Other success stories have played out at the Spencer Museum, where Kansas University student and faculty artists have become a regular part of the mix since Saralyn Reece Hardy took her post in March 2005. Rather than just mounting shows by faculty - although that has happened, too - the museum has been collaborating with them on creative projects. Like when Luke Jordan and Earl Iversen put together a multimedia exhibit about Lawrence workers last summer, and when Pok Chi Lau and May Tveit hung photos taken by KU students who accompanied the two design professors on a trip to China.
"It's not a cadre of faculty people that we're showing their work; it's inviting them to do something new and interesting, to set out a challenge they may not have had before," Hardy says. "For us, it just breathes new life into our work. It also allows the community to see what collections of the past and creative artists of the present share in common."
Hardy, who came to the Spencer from the Salina Art Center, where she gained a reputation for attracting innovative, contemporary artists to the Midwest, says Lawrence could benefit from looking at other models for a thriving arts scene - like the Crossroads Arts District in Kansas City or the Bemis Center for Contemporary Arts in Omaha, Neb.
"But I don't think you ever build from them," Hardy says. "I think the solutions and problem-solving that work are when it's really tailor-made, that Lawrence really looks deeply at what its strengths are."
Dave Loewenstein agrees, surmising that Lawrence will never have anything quite like the Crossroads.
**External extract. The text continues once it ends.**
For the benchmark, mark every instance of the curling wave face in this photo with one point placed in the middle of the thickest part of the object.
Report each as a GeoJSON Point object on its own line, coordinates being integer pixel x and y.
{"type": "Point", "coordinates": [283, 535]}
But, he says, it can't hurt for officials with the city and the Chamber of Commerce to see the boom that evolved there - funky restaurants, up-and-coming firms, loft housing - which all started because of art.
"There are direct economic impacts to a thriving visual arts scene, and it brings in some of the same crowds that they have there, but it also will bring in some other folks who will have an impact," artist Dave Loewenstein says.
"I would be a lot more skeptical if we didn't have such fantastic artists. But we've got the raw material. We've got fabulous artists from all sorts of disciplines and working in all sorts of mediums right here. So there's no reason why we can't make this happen."